En 1964, il est à l'origine de la création de l'Ecole freudienne de Paris qu'il dissout en 1980, un an avant sa mort.

Emeline Vanthuyne

Éclairage média

Cet entretien avec Jacques Lacan est un extrait d'une émission de la série "Un certain regard". Diffusée sur la première chaîne de 1964 à 1975, ce programme avait pour but de partir à la rencontre de spécialistes et d'approfondir la réflexion autour de grandes questions contemporaines. Elle a été mise au point par le Service de la Recherche de l'ORTF dans un effort de vulgarisation culturelle à la télévision. Jacques Lacan anime alors un séminaire d'enseignement et ses théories psychanalytiques intéressent de nombreux intellectuels. L'émission, intitulée "l'inconscient ça parle", a donc pour but de faire connaître ses analyses à un plus large public. Lacan est reconnu pour ses talents d'orateur qui fascinent les auditoires. Le célèbre psychanalyste est ici filmé en plan large derrière son bureau dans la situation d'un professeur qui dispense un cours face à la caméra.

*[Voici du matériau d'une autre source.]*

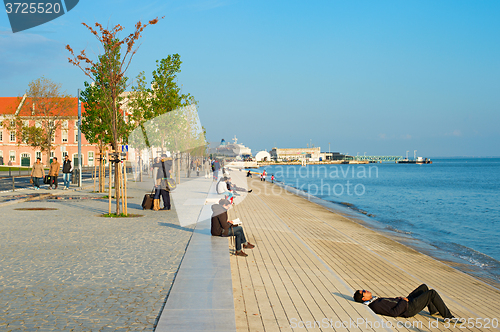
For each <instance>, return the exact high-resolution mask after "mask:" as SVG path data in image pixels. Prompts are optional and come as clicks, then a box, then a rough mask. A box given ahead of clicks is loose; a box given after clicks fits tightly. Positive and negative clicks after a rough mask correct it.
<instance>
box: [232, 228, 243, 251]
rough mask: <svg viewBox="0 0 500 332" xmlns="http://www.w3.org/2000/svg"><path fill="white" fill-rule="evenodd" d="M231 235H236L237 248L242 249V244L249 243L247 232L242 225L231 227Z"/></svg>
mask: <svg viewBox="0 0 500 332" xmlns="http://www.w3.org/2000/svg"><path fill="white" fill-rule="evenodd" d="M229 236H234V240H235V242H236V250H237V251H240V250H241V245H242V244H244V243H247V239H246V238H245V232H243V227H241V226H233V227H231V228H230V229H229Z"/></svg>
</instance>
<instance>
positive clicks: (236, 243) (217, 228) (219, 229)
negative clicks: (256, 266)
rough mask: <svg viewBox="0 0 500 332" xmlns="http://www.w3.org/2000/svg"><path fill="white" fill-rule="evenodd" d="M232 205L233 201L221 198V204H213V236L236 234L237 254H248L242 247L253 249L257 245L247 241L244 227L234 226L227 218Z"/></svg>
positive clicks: (212, 234) (232, 235)
mask: <svg viewBox="0 0 500 332" xmlns="http://www.w3.org/2000/svg"><path fill="white" fill-rule="evenodd" d="M230 207H231V203H230V202H229V201H228V200H227V199H221V200H220V201H219V204H214V205H212V211H213V214H212V227H211V233H212V236H224V237H225V236H234V237H235V242H236V253H235V255H236V256H243V257H246V256H248V255H247V254H246V253H245V252H244V251H243V250H242V249H241V247H242V245H243V248H245V249H253V248H254V247H255V246H254V245H253V244H251V243H250V242H247V240H246V238H245V232H244V231H243V227H241V226H234V225H233V222H232V221H230V220H227V210H229V208H230Z"/></svg>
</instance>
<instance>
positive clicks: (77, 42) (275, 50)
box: [0, 0, 500, 157]
mask: <svg viewBox="0 0 500 332" xmlns="http://www.w3.org/2000/svg"><path fill="white" fill-rule="evenodd" d="M157 16H165V19H163V20H162V21H160V23H158V24H157V25H155V26H150V27H148V28H146V30H145V31H144V33H143V38H142V40H141V46H140V49H139V51H138V53H137V55H136V56H135V58H134V60H133V63H132V65H131V67H130V69H129V71H128V77H130V78H131V79H132V78H134V77H135V76H136V75H137V74H138V73H139V72H140V71H145V72H146V75H147V77H148V79H150V78H151V72H152V71H153V70H154V69H155V60H158V59H162V58H165V57H167V55H169V54H173V53H179V54H180V55H181V59H182V61H183V64H182V73H181V74H180V75H179V83H180V84H181V85H182V87H183V91H184V92H189V93H191V94H192V95H194V96H195V98H196V99H197V100H198V101H199V106H198V111H199V115H200V120H201V123H202V125H203V126H204V127H205V128H206V129H207V138H208V139H209V140H210V141H220V139H221V138H225V139H226V140H229V139H230V138H232V137H234V135H236V136H237V137H238V139H239V142H241V143H243V144H245V145H247V146H249V147H250V148H252V150H253V151H254V153H256V152H257V151H258V150H263V149H265V150H270V149H271V148H272V147H274V146H277V147H282V148H286V147H306V145H307V144H309V143H310V142H311V141H312V143H313V144H314V145H315V146H320V147H321V148H322V150H323V151H328V145H329V143H330V149H331V151H339V152H343V153H349V154H352V155H356V154H357V153H359V154H364V153H365V152H366V154H367V155H405V153H406V150H410V151H411V153H410V155H413V150H417V155H419V156H423V157H436V156H500V130H499V125H500V20H499V19H498V18H499V17H500V2H499V1H456V0H455V1H355V0H353V1H308V2H306V1H250V0H242V1H236V0H234V1H233V0H187V1H131V0H116V1H86V0H80V3H79V4H78V5H77V6H76V7H75V8H74V9H73V10H71V11H70V12H68V13H67V14H65V15H64V16H62V17H60V18H57V19H55V20H53V21H51V22H49V23H46V24H44V25H41V26H38V27H35V28H32V29H30V30H26V31H24V32H19V33H15V34H13V33H12V32H11V29H10V25H9V21H8V17H7V14H6V13H4V14H0V49H1V52H0V68H1V73H2V75H0V87H1V90H0V96H4V97H6V96H18V95H22V94H23V92H24V91H25V90H26V88H27V84H28V82H29V81H31V80H33V79H36V78H38V77H40V76H42V75H44V76H46V77H48V78H50V79H52V80H54V81H56V82H60V83H61V84H62V85H63V89H65V90H66V91H67V92H69V93H74V94H76V90H77V89H78V88H83V81H84V80H86V77H85V76H84V75H83V73H82V72H81V71H80V70H79V69H78V68H76V67H72V66H71V65H70V64H68V63H67V56H68V54H67V51H66V50H65V49H64V47H65V45H66V44H70V45H71V47H72V48H73V49H74V50H78V51H79V50H81V49H86V50H87V53H88V54H94V55H95V56H97V54H99V52H100V49H99V45H98V43H97V41H96V40H95V39H94V38H93V37H92V35H91V34H90V33H89V32H88V31H87V30H86V29H85V28H84V27H83V26H82V25H81V22H86V23H93V22H100V23H102V24H103V25H106V24H109V26H112V25H115V24H121V25H123V26H124V27H125V32H124V33H123V36H125V33H129V32H132V31H133V26H134V24H135V23H136V22H137V21H138V20H142V21H147V20H150V19H152V18H155V17H157Z"/></svg>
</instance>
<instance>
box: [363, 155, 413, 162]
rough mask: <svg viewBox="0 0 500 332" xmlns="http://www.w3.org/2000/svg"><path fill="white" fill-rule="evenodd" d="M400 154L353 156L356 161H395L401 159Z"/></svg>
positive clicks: (372, 161)
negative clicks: (367, 155)
mask: <svg viewBox="0 0 500 332" xmlns="http://www.w3.org/2000/svg"><path fill="white" fill-rule="evenodd" d="M403 159H404V158H403V157H402V156H355V157H354V160H356V161H371V162H396V161H399V160H403Z"/></svg>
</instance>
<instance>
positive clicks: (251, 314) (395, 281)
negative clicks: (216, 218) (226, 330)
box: [230, 172, 500, 331]
mask: <svg viewBox="0 0 500 332" xmlns="http://www.w3.org/2000/svg"><path fill="white" fill-rule="evenodd" d="M234 173H237V172H233V173H232V174H234ZM237 178H239V179H237V181H234V180H236V179H235V178H234V177H233V182H236V183H238V182H239V181H244V179H242V178H241V175H238V174H237ZM240 183H241V182H240ZM248 186H249V187H250V188H252V189H253V193H251V194H248V195H246V197H245V199H244V200H242V199H241V198H236V203H237V204H236V205H235V206H234V207H233V208H232V209H231V210H230V218H231V219H233V218H236V217H238V218H240V219H241V220H242V221H243V225H244V228H245V233H246V235H247V239H248V240H249V241H250V242H252V243H255V244H256V248H255V249H253V250H247V253H248V254H249V256H248V257H246V258H244V257H237V256H231V258H230V261H231V269H232V281H233V294H234V300H235V314H236V327H237V331H295V330H300V331H331V330H349V331H359V330H362V331H382V330H383V331H389V330H396V331H446V330H461V331H480V330H481V331H491V330H493V331H497V330H498V326H496V328H495V324H491V323H490V326H489V328H484V322H485V320H484V319H486V318H488V319H490V320H491V319H493V318H496V319H497V320H499V319H500V304H499V301H497V299H498V298H500V291H499V290H498V289H496V288H494V287H492V286H489V285H487V284H485V283H484V282H482V281H479V280H477V279H475V278H473V277H471V276H469V275H466V274H464V273H462V272H460V271H458V270H455V269H453V268H451V267H448V266H447V265H445V264H443V263H441V262H439V261H437V260H435V259H433V258H431V257H429V256H426V255H423V254H420V253H418V252H416V251H415V250H413V249H411V248H408V247H406V246H404V245H401V244H399V243H397V242H395V241H393V240H391V239H389V238H388V237H386V236H384V235H382V234H379V233H377V232H375V231H372V230H370V229H368V228H366V227H363V226H361V225H359V224H357V223H355V222H353V221H351V220H349V219H347V218H345V217H344V216H341V215H339V214H336V213H333V212H331V211H329V210H327V209H326V208H323V207H322V206H319V205H317V204H315V203H312V202H309V201H307V200H306V199H304V198H302V197H299V196H296V195H293V194H291V193H289V192H286V191H285V190H284V189H281V188H280V187H278V186H276V185H274V184H271V183H269V182H261V181H259V180H255V179H254V180H250V181H249V183H248ZM238 200H239V202H238ZM422 283H426V284H427V285H428V286H429V287H430V288H434V289H436V290H437V291H438V292H439V293H440V295H441V296H442V298H443V300H444V301H445V303H446V304H447V305H448V307H449V308H450V310H451V311H452V313H453V314H454V315H455V317H464V318H467V319H468V318H471V320H470V321H469V322H468V323H467V324H463V325H461V326H460V328H459V327H458V326H459V325H458V324H457V325H456V326H455V327H454V326H453V325H451V326H450V327H449V328H446V326H445V325H444V322H443V321H442V320H441V318H440V316H430V315H428V313H427V312H426V311H422V312H421V313H420V314H419V315H417V316H415V317H413V318H410V319H405V318H397V319H396V318H391V317H385V316H378V315H375V314H374V313H373V312H372V311H371V310H370V309H369V308H368V307H367V306H365V305H363V304H360V303H356V302H354V301H353V300H352V294H353V292H354V290H356V289H368V290H371V291H372V292H373V293H374V294H375V295H377V296H382V297H384V296H387V297H396V296H406V295H407V294H408V293H409V292H411V291H412V290H413V289H414V288H416V287H417V286H419V285H420V284H422ZM438 317H439V318H440V322H439V323H438V322H437V321H436V318H438ZM480 317H481V318H482V320H480V319H478V318H480ZM342 322H343V323H344V324H342ZM497 322H498V321H497ZM481 323H482V324H481ZM436 324H438V325H436ZM480 325H483V327H480Z"/></svg>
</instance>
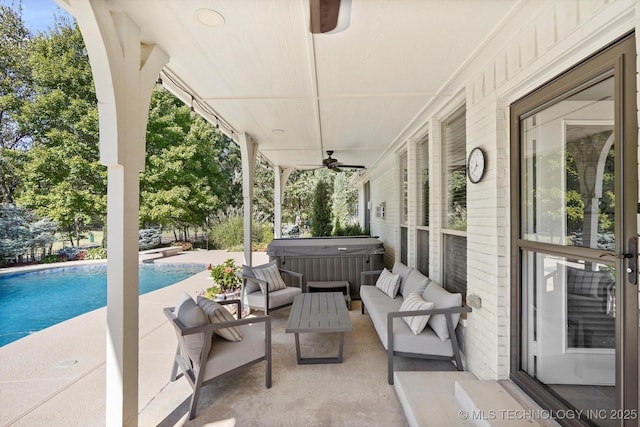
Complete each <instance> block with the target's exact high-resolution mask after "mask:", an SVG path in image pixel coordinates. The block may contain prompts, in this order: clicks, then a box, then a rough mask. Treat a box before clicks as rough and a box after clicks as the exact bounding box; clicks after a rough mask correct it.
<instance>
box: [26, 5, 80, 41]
mask: <svg viewBox="0 0 640 427" xmlns="http://www.w3.org/2000/svg"><path fill="white" fill-rule="evenodd" d="M54 15H61V16H69V14H68V13H67V12H66V11H65V10H64V9H62V8H61V7H60V6H58V4H57V3H56V2H55V1H54V0H22V20H23V21H24V24H25V26H26V27H27V28H28V29H29V30H30V31H31V32H32V33H34V34H36V33H38V32H45V31H47V30H49V29H50V28H53V24H54V22H55V21H54Z"/></svg>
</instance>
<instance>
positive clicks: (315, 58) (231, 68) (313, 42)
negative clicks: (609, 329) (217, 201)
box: [57, 0, 640, 425]
mask: <svg viewBox="0 0 640 427" xmlns="http://www.w3.org/2000/svg"><path fill="white" fill-rule="evenodd" d="M57 1H58V3H59V4H60V5H61V6H62V7H63V8H65V9H66V10H67V11H68V12H69V13H71V14H72V15H73V16H74V17H75V18H76V20H77V22H78V24H79V27H80V29H81V31H82V34H83V37H84V39H85V43H86V46H87V50H88V53H89V58H90V62H91V66H92V70H93V75H94V81H95V84H96V93H97V98H98V102H99V114H100V156H101V162H102V163H103V164H104V165H106V166H107V167H108V224H107V227H108V229H109V237H108V238H109V240H108V246H109V248H110V257H109V261H108V263H109V266H108V272H109V279H108V306H107V308H106V323H107V330H106V362H105V369H106V377H105V378H106V384H105V389H106V393H105V399H106V412H105V413H106V424H107V425H136V424H138V423H139V422H140V421H141V418H139V417H140V410H141V409H142V408H141V407H140V401H139V391H140V387H141V386H140V384H144V383H145V381H147V380H146V378H145V373H144V367H142V366H140V364H139V355H140V347H139V334H138V322H139V319H140V317H141V313H140V306H139V304H138V298H137V280H138V279H137V269H138V267H137V263H138V250H137V246H138V242H137V229H138V198H139V185H138V183H139V180H138V174H139V172H140V171H141V170H143V169H144V159H145V131H146V122H147V114H148V106H149V98H150V94H151V91H152V89H153V86H154V85H156V84H161V85H162V86H163V87H164V88H166V89H168V90H169V91H171V92H172V93H174V94H175V95H176V96H177V97H178V98H180V99H181V100H182V101H183V102H184V103H185V104H186V105H189V106H191V107H192V110H193V111H194V112H195V113H197V114H199V115H201V116H202V117H204V118H205V119H206V120H208V121H209V122H210V123H212V124H213V125H215V126H216V127H218V128H219V130H220V131H221V132H223V133H224V134H225V135H227V136H228V137H229V138H230V139H231V140H233V141H234V142H235V143H237V144H239V146H240V148H241V152H242V165H243V177H242V178H243V197H244V205H245V209H244V212H245V221H244V224H245V227H244V233H245V241H246V242H248V241H249V240H250V236H251V234H250V233H251V211H252V209H251V206H252V192H253V179H254V177H253V175H254V169H255V162H256V156H258V155H260V156H262V157H263V158H264V159H266V160H267V161H268V162H269V163H270V164H271V165H272V167H273V168H274V171H275V188H274V190H275V197H274V212H275V220H274V229H275V234H276V237H280V229H281V203H282V198H283V193H284V192H285V191H286V181H287V177H288V176H289V174H290V173H291V171H292V170H294V169H296V168H304V169H312V168H318V167H326V166H327V162H326V161H325V159H326V158H327V156H328V153H327V151H331V152H332V156H333V158H334V159H337V160H338V161H339V162H341V163H342V164H344V165H355V166H361V168H359V169H360V173H359V174H358V176H357V179H355V180H354V182H353V185H355V186H357V187H358V189H359V191H360V200H359V217H360V221H361V223H362V225H364V226H369V227H370V229H371V232H372V234H373V235H376V236H379V238H380V240H381V241H382V242H383V243H384V245H385V249H386V252H385V254H386V255H385V263H386V264H387V265H389V266H390V265H392V263H393V261H394V260H395V259H401V260H403V262H405V263H406V264H407V265H409V266H412V267H420V268H422V269H423V270H424V271H425V274H428V275H429V277H430V278H431V279H433V280H436V281H441V282H444V283H445V284H446V282H447V281H448V280H451V279H450V278H451V277H454V278H456V279H458V280H460V281H461V282H463V285H464V291H465V292H466V294H467V295H468V296H472V297H473V298H471V299H470V301H473V302H474V304H475V306H474V312H473V314H471V315H470V316H469V317H468V318H467V319H465V321H464V322H463V326H464V335H465V341H466V343H465V349H464V351H465V356H466V357H465V360H466V367H467V369H468V370H469V371H470V373H471V374H472V375H474V376H475V377H477V378H479V379H481V380H491V381H497V380H506V379H508V378H509V375H510V369H511V368H510V367H512V366H514V364H513V362H514V359H512V357H513V356H512V354H511V352H510V348H512V346H513V345H515V344H514V343H513V342H512V339H513V327H514V323H513V319H511V318H510V315H511V308H512V307H513V306H514V305H517V304H518V303H519V302H518V301H515V300H512V297H513V295H512V293H511V292H512V289H513V288H512V277H513V276H512V270H513V271H515V270H514V267H513V260H512V258H511V253H510V240H509V238H510V236H511V234H512V233H513V232H514V230H513V229H512V225H513V224H512V222H514V220H513V216H512V212H514V209H516V207H514V206H512V205H511V201H510V199H509V194H510V192H511V191H513V189H512V188H511V187H510V172H511V170H512V168H513V166H512V163H511V159H510V157H509V155H510V150H511V145H510V135H509V131H510V127H512V126H515V124H514V123H511V122H510V121H509V106H510V105H511V104H512V103H513V102H515V101H516V100H518V99H520V98H521V97H523V96H524V95H526V94H528V93H530V92H532V91H534V90H535V89H536V88H538V87H539V86H541V85H543V84H544V83H545V82H547V81H549V80H550V79H552V78H553V77H555V76H557V75H559V74H561V73H562V72H564V71H565V70H567V69H569V68H570V67H572V66H574V65H575V64H577V63H580V62H581V61H584V60H585V58H588V57H589V56H590V55H593V54H594V53H595V52H598V51H599V50H601V49H603V48H604V47H606V46H608V45H610V44H612V43H613V42H615V41H616V40H619V39H620V38H622V37H623V36H627V37H629V35H630V34H631V37H635V36H634V35H633V32H634V31H636V32H637V27H638V22H640V20H639V19H638V16H639V15H640V12H639V9H640V6H639V2H638V1H636V0H617V1H604V0H601V1H600V0H595V1H587V0H549V1H538V0H483V1H476V0H458V1H440V0H427V1H422V0H398V1H389V0H342V1H341V2H339V3H340V5H341V8H342V10H341V12H340V13H341V16H342V18H343V20H342V21H340V20H339V22H338V23H337V27H336V29H334V30H327V31H325V32H322V31H320V32H317V31H316V32H312V30H311V27H310V26H311V23H312V22H314V19H315V16H316V13H317V12H319V10H318V9H317V8H318V7H321V6H319V5H321V4H323V3H325V2H323V1H316V0H247V1H237V0H219V1H215V2H214V1H207V0H195V1H190V2H183V1H180V0H167V1H162V2H157V1H150V0H144V1H129V0H89V1H87V0H57ZM627 60H629V59H627ZM634 60H635V61H636V62H637V58H634V59H633V60H632V61H634ZM629 87H631V86H629ZM631 95H632V96H633V95H636V97H637V94H636V93H635V92H634V93H633V94H631ZM635 131H636V136H637V129H635ZM454 140H455V141H456V143H460V144H461V145H459V146H457V147H453V141H454ZM478 147H480V148H482V150H483V152H484V153H485V155H486V159H487V160H486V170H484V171H483V174H481V175H480V176H479V177H478V180H477V183H473V184H472V183H471V182H469V181H468V180H467V179H466V178H467V177H466V172H465V171H466V169H465V167H466V166H467V165H466V159H467V155H468V154H469V153H470V152H471V151H472V150H473V149H474V148H478ZM425 171H427V172H428V173H427V174H426V175H425ZM451 171H454V172H459V175H460V174H461V175H460V176H462V177H463V178H464V188H465V201H464V202H465V205H464V207H463V209H464V224H463V225H464V227H463V228H462V227H458V225H456V226H455V227H454V226H452V225H451V223H450V221H449V220H450V216H451V215H450V212H449V210H448V209H449V208H450V207H451V206H450V205H451V203H450V199H448V192H449V190H450V189H449V188H448V182H447V176H448V175H447V174H449V173H450V172H451ZM425 176H426V184H425ZM480 181H482V182H480ZM474 182H475V181H474ZM425 185H426V187H425ZM472 185H473V186H472ZM425 188H426V191H425ZM425 210H426V212H425ZM425 214H426V216H425ZM425 218H426V219H425ZM513 226H515V225H513ZM456 227H458V228H456ZM455 239H458V240H460V239H461V240H462V241H463V245H460V246H458V247H456V248H455V249H456V250H457V251H459V253H453V252H451V251H449V252H447V251H448V249H447V246H446V245H447V244H448V243H447V242H450V241H452V240H455ZM452 247H453V245H450V246H449V247H448V248H452ZM112 254H113V255H112ZM452 254H453V255H452ZM449 256H455V257H456V261H457V263H456V264H455V268H453V267H452V265H453V264H451V263H449V264H447V263H448V261H447V259H448V258H447V257H449ZM244 262H246V263H248V264H252V263H254V264H255V261H254V260H253V259H252V253H251V249H250V247H249V245H245V251H244ZM467 282H468V284H467ZM636 344H637V342H636ZM636 373H637V371H636ZM416 378H417V376H416ZM421 383H424V381H421ZM383 390H384V391H382V392H389V390H390V389H389V388H385V389H383ZM629 396H631V400H633V396H632V395H631V394H630V395H629ZM635 396H636V397H637V390H636V394H635ZM636 400H637V399H636ZM173 409H174V408H169V410H168V413H170V411H172V410H173ZM294 409H295V408H292V410H294ZM405 414H407V413H406V412H405ZM406 416H407V419H410V415H406Z"/></svg>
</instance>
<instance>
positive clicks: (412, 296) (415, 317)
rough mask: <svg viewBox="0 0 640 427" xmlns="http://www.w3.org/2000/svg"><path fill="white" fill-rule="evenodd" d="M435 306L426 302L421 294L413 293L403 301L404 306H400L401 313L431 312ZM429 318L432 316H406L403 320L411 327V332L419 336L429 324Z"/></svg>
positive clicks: (430, 302)
mask: <svg viewBox="0 0 640 427" xmlns="http://www.w3.org/2000/svg"><path fill="white" fill-rule="evenodd" d="M433 306H434V304H433V303H432V302H429V301H425V300H424V299H423V298H422V297H421V296H420V294H419V293H415V292H414V293H411V294H409V295H408V296H407V297H406V298H405V299H404V301H402V305H401V306H400V310H399V311H418V310H429V309H431V308H433ZM429 317H431V315H429V314H425V315H423V316H405V317H403V318H402V319H403V320H404V321H405V322H406V324H407V325H409V328H411V331H412V332H413V333H414V334H415V335H418V334H419V333H421V332H422V331H423V330H424V328H425V327H426V326H427V322H428V321H429Z"/></svg>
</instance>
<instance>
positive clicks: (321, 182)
mask: <svg viewBox="0 0 640 427" xmlns="http://www.w3.org/2000/svg"><path fill="white" fill-rule="evenodd" d="M329 190H330V188H329V184H328V183H327V182H326V181H325V180H323V179H320V180H318V183H317V184H316V187H315V191H314V197H313V207H312V212H311V235H312V236H313V237H322V236H330V235H331V229H332V228H333V227H332V224H331V194H330V191H329Z"/></svg>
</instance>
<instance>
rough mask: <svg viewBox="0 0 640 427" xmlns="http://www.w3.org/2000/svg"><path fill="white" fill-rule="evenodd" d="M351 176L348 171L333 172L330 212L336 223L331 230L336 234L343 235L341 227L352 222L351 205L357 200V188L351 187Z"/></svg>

On remarque les efforts déployés par le réalisateur pour rendre le propos plus pédagogique : le journaliste interrompt le cours magistral de Lacan par des questions (un peu érudites) et des panneaux annoncent sur fond noir les principaux thèmes abordés.

Il est cependant difficile de substituer une caméra à un parterre d'étudiants et Lacan semble assez mal à l'aise : il ne regarde pas l'objectif et semble parfois monologuer. L'absence de communication avec le téléspectateur ne facilite pas la transmission d'une pensée complexe. Les nombreux silences, les changements de ton et les gestes saccadés du philosophe nous éloignent un peu du propos et prêtent parfois à sourire. On se rend compte ici que la communication face à une caméra est un art complexe que ne maîtrise pas Jacques Lacan (par ailleurs étonnant de charisme face à ses étudiants).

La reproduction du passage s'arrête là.